Contributing to Mellea

Thank you for your interest in contributing to Mellea! This guide will help you get started with developing and contributing to the project.

Contribution Pathways

There are several ways to contribute to Mellea:

1. Contributing to This Repository

Contribute to the Mellea core, standard library, or fix bugs. This includes:

Core features and bug fixes
Standard library components (Requirements, Components, Sampling Strategies)
Backend improvements and integrations
Documentation and examples
Tests and CI/CD improvements

Process: See the Pull Request Process section below for detailed steps.

2. Applications & Libraries

Build tools and applications using Mellea. These can be hosted in your own repository. For observability, use a mellea- prefix.

Examples:

github.com/my-company/mellea-legal-utils
github.com/my-username/mellea-swe-agent

3. Community Components

Contribute experimental or specialized components to mellea-contribs.

Note: For general-purpose Components, Requirements, or Sampling Strategies, please open an issue first to discuss whether they should go in the standard library (this repository) or mellea-contribs.

Code of Conduct

This project adheres to the Contributor Covenant Code of Conduct. By participating, you are expected to uphold this code. Please report unacceptable behavior to melleaadmin@ibm.com.

Getting Started

Prerequisites

Python 3.10 or higher (3.13+ requires Rust compiler for outlines)
uv (recommended) or conda/mamba
Ollama with required models (for local testing)

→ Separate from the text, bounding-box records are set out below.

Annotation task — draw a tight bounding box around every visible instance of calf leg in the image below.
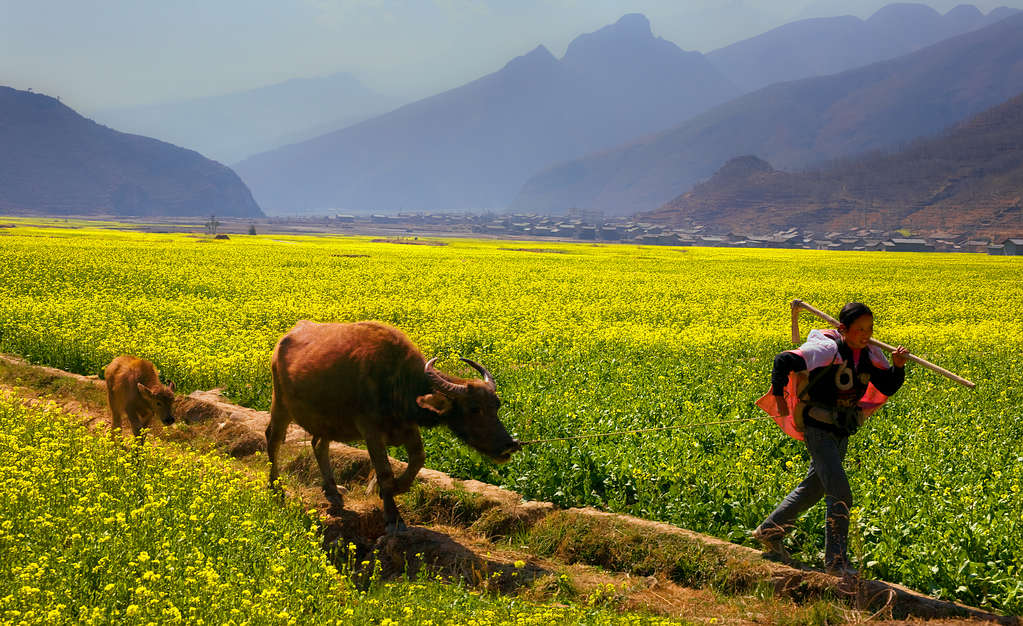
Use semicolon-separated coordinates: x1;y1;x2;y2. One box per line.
313;437;345;513
366;435;405;535
128;413;148;446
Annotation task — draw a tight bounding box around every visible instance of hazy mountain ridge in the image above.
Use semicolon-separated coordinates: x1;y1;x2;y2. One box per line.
0;87;262;216
236;15;738;212
642;95;1023;236
94;73;401;163
514;10;1023;215
707;3;1019;91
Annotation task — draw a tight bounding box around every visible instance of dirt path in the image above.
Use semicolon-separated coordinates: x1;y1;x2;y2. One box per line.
0;356;1021;624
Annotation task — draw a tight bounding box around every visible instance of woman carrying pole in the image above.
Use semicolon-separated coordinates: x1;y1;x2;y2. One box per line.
753;302;908;576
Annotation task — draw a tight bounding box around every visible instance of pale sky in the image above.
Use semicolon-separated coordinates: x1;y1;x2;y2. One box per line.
0;0;1023;114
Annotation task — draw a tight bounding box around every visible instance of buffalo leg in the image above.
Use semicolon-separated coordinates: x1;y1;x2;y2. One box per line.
394;432;427;495
313;437;345;513
266;402;292;495
366;436;405;535
110;408;121;441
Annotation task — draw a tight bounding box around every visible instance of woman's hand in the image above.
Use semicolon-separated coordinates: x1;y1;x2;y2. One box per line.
892;346;909;367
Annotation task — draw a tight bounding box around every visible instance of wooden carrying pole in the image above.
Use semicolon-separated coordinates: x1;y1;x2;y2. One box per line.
792;300;976;389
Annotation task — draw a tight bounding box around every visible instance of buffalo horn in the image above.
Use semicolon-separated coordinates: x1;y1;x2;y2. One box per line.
461;358;497;391
426;357;469;396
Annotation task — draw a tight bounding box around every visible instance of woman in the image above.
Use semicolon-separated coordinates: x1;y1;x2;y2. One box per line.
753;302;909;576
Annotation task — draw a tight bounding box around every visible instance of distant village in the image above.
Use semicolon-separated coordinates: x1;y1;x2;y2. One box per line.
269;211;1023;256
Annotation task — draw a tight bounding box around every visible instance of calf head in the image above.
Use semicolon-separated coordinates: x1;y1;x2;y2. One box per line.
138;382;174;426
415;357;522;463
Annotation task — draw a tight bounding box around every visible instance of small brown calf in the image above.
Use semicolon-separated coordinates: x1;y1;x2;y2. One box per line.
104;355;174;444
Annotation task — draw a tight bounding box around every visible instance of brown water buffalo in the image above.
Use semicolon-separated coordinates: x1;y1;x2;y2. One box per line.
103;355;174;444
266;320;522;533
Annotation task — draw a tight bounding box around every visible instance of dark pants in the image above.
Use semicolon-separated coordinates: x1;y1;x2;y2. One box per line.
761;424;852;568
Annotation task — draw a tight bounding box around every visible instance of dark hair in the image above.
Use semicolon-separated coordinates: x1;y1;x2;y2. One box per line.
838;302;874;328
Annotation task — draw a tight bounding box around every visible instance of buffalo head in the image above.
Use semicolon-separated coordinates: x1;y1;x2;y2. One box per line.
415;357;522;463
138;382;174;426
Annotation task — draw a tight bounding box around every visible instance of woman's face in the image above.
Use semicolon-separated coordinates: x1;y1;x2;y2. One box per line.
844;315;874;350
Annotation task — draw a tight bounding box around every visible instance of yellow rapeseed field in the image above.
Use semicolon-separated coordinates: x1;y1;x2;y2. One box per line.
0;225;1023;613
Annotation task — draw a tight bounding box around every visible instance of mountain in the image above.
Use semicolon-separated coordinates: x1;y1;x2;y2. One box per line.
707;3;1018;92
0;87;263;217
514;13;1023;215
642;95;1023;236
94;74;401;163
235;14;738;212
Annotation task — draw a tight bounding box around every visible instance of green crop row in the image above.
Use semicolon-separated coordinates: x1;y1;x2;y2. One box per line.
0;394;675;626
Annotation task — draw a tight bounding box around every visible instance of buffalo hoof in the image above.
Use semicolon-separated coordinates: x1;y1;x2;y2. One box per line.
384;518;408;535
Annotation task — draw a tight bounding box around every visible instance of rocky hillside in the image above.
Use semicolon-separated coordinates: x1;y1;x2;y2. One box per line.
643;95;1023;236
515;14;1023;215
707;3;1018;92
0;87;263;217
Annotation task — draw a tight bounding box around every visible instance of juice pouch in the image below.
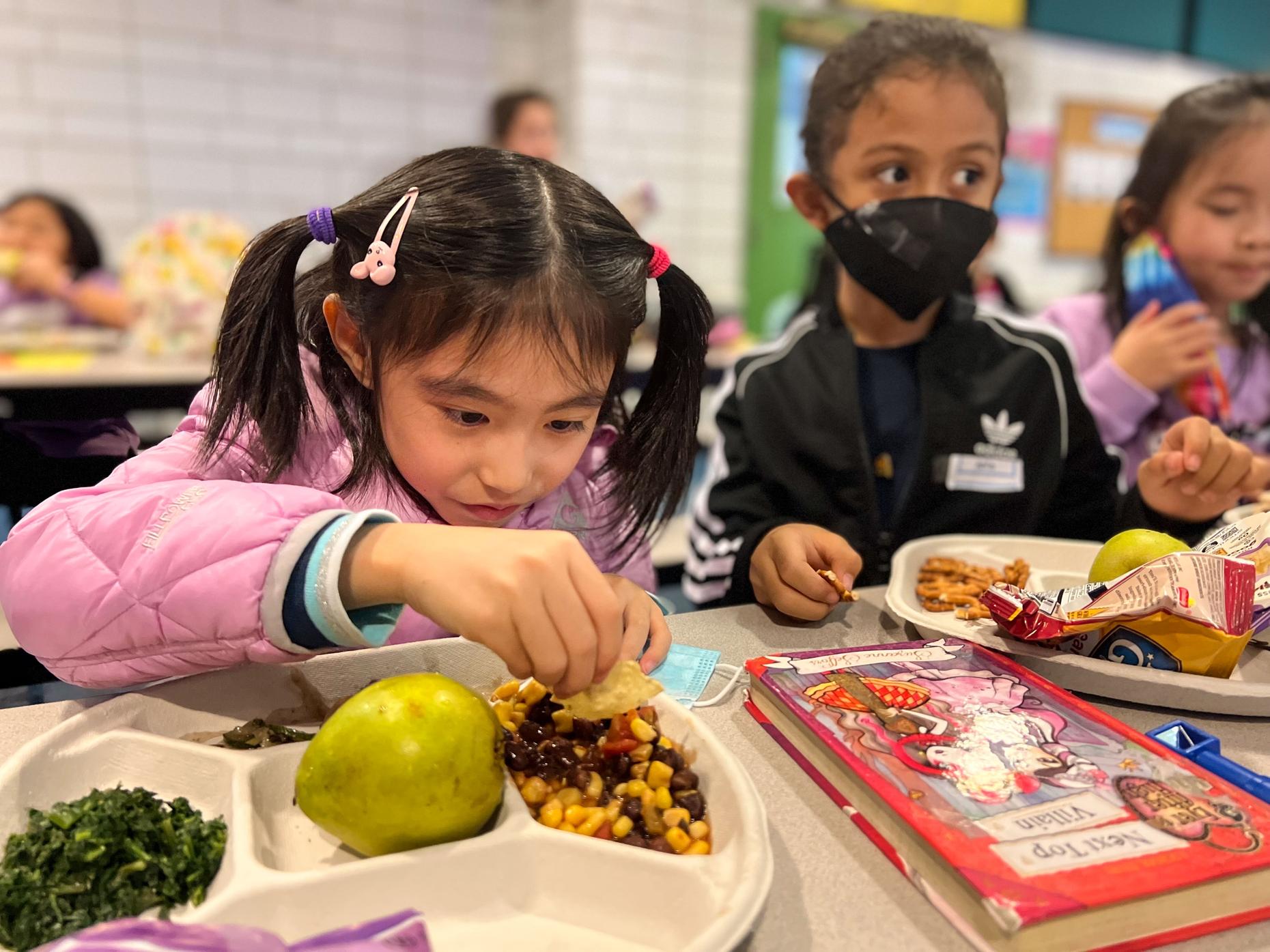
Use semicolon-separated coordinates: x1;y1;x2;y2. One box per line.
1124;229;1230;422
980;551;1257;678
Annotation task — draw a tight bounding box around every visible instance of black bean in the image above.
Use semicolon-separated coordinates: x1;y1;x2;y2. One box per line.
604;754;631;783
653;748;685;770
503;738;537;770
675;790;706;820
518;721;551;744
671;766;697;792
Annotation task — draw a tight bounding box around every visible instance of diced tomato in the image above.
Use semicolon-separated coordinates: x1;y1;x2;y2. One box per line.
599;716;639;757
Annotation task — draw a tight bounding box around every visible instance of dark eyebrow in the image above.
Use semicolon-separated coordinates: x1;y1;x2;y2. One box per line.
419;377;507;406
548;392;606;414
419;377;606;413
1204;182;1252;197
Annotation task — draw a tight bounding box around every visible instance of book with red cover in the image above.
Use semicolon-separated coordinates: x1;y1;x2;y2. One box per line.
747;639;1270;952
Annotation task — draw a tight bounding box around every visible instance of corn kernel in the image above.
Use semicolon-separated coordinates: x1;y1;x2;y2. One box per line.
539;798;564;828
631;717;657;744
494;680;521;701
551;711;573;734
578;809;608;837
666;826;692;853
585;770;604;800
521;777;548;806
521;680;548;704
648;760;675;787
662;806;692;826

Installation with `uv` (Recommended)

Fork and clone the repository:

git clone ssh://git@github.com/<your-username>/mellea.git
cd mellea/

Setup virtual environment:

uv venv .venv
source .venv/bin/activate  # On Windows: .venv\Scripts\activate

Install dependencies:

# Install all dependencies (recommended for development)
uv sync --all-extras --all-groups

# Or install just the backend dependencies
uv sync --extra backends --all-groups

Install pre-commit hooks (Required):
```
pre-commit install
```
Note: Some hooks require tools in dev dependency groups to be on your PATH. Activate the virtual environment before committing to ensure they are available:
```
source .venv/bin/activate
```

Installation with `conda`/`mamba`

Fork and clone the repository:

git clone ssh://git@github.com/<your-username>/mellea.git
cd mellea/

Run the installation script:
```
conda/install.sh
```

This script handles environment setup, dependency installation, and pre-commit hook installation.

Verify Installation

# Start Ollama (required for most tests)
ollama serve

# Run fast tests (skip qualitative tests, ~2 min)
uv run pytest -m "not qualitative"

Directory Structure

Path	Contents
`mellea/core`	Core abstractions: Backend, Base, Formatter, Requirement, Sampling
`mellea/stdlib`	Standard library: Session, Context, Components, Requirements, Sampling, Intrinsics, Tools
`mellea/backends`	Backend providers: HF, OpenAI, Ollama, Watsonx, LiteLLM
`mellea/formatters`	Output formatters and parsers
`mellea/helpers`	Utilities, logging, model ID tables
`mellea/templates`	Jinja2 templates for prompts
`cli/`	CLI commands (`m serve`, `m alora`, `m decompose`, `m eval`)
`test/`	All tests (run from repo root)
`docs/`	Documentation, examples, tutorials

Coding Standards

Type Annotations

Required on all core functions:

def process_text(text: str, max_length: int = 100) -> str:
    """Process text with maximum length."""
    return text[:max_length]

Docstrings

Docstrings are prompts - the LLM reads them, so be specific.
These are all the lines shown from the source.